Zachary H. Houston1,2*, Jens Bunt3, Linda J. Richards3, Kristofer J. Thurecht1,2


1Australian Institute for Bioengineering and Nanotechnology
and Centre for Advanced Imaging,
The University of Queensland, St Lucia, QLD, 4072, Australia.

2 ARC Centre of Excellence in Convergent BioNano Science and Technology
3 Queensland Brain Institute, The University of Queensland, St Lucia, QLD 4072, Australia


Nanomaterials come in a plethora of designs, shapes, chemical formulations, sizes, and ionic forms and can be readily tuned to surpass many of the biological barriers within the body, but have had limited success in surpassing the final frontier of barriers: the blood-brain barrier (BBB).

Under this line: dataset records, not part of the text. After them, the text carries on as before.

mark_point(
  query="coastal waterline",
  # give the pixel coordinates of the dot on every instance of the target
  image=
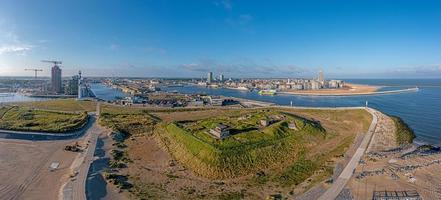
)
(421, 109)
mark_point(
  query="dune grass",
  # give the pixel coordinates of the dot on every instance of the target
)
(24, 119)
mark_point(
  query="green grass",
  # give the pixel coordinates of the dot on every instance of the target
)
(68, 105)
(24, 119)
(129, 124)
(404, 134)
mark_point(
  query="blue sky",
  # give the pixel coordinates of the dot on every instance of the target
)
(242, 38)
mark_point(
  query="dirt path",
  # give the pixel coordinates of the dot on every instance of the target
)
(347, 172)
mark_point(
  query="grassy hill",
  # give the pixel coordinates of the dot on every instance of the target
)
(25, 119)
(249, 150)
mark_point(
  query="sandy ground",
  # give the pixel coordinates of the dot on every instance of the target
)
(25, 172)
(349, 89)
(383, 169)
(384, 137)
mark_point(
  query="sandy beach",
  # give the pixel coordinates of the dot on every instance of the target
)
(348, 89)
(384, 167)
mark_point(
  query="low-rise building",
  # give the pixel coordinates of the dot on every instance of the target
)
(220, 131)
(293, 126)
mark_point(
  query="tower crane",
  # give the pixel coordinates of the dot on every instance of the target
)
(56, 63)
(35, 71)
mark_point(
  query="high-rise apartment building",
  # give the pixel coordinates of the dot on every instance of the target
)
(210, 77)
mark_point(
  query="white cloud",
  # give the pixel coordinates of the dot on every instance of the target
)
(10, 42)
(19, 49)
(224, 3)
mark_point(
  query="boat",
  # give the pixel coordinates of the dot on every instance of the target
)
(267, 92)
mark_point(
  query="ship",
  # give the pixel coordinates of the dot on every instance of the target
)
(267, 92)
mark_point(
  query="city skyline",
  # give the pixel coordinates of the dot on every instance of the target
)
(240, 39)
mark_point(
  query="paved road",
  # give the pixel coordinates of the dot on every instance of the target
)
(344, 177)
(75, 189)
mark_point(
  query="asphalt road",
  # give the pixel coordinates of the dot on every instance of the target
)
(75, 189)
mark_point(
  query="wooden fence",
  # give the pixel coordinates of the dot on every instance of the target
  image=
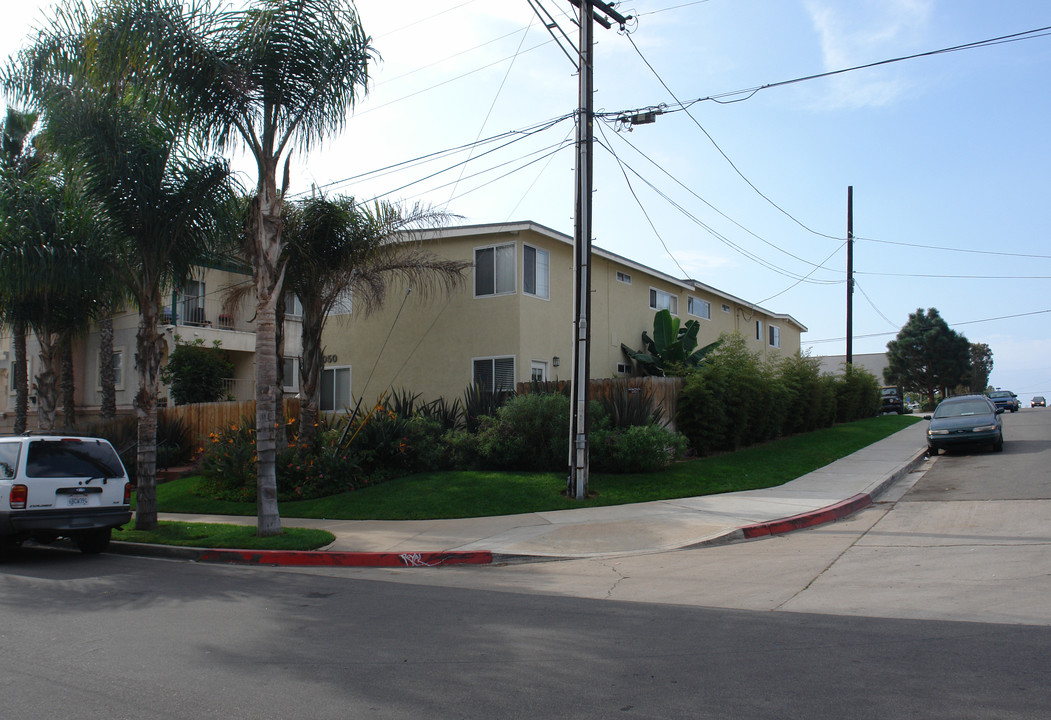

Herein we report the use of simultaneous PET-MRI to develop a toolkit for monitoring tumour progression and its effect on BBB integrity of a spontaneous transgenic glioma model1,2, for the purpose of establishing when the BBB is compromised enough for nanoparticles to cross.  A series of T1, T2, and dynamic contrast enhanced MRI images along with simultaneous PET of 18FDOPA were used to devise a set of in vivo imaging markers that could establish tumour volume and a measure of BBB integrity.  PET was again used to analyse the ability of a 64Cu labelled bispecific antibody targeted hyperbranched polymer (HBP) 3 cross the BBB at different stages of GBM progression.  As expected, larger tumour volumes and a higher degree of leaky vasculature correlate with increased BBB permeability by the HBP.  This measure can be applied in the future to different sized nanoparticles and other materials to enable better development of BBB-penetrating nanocarriers.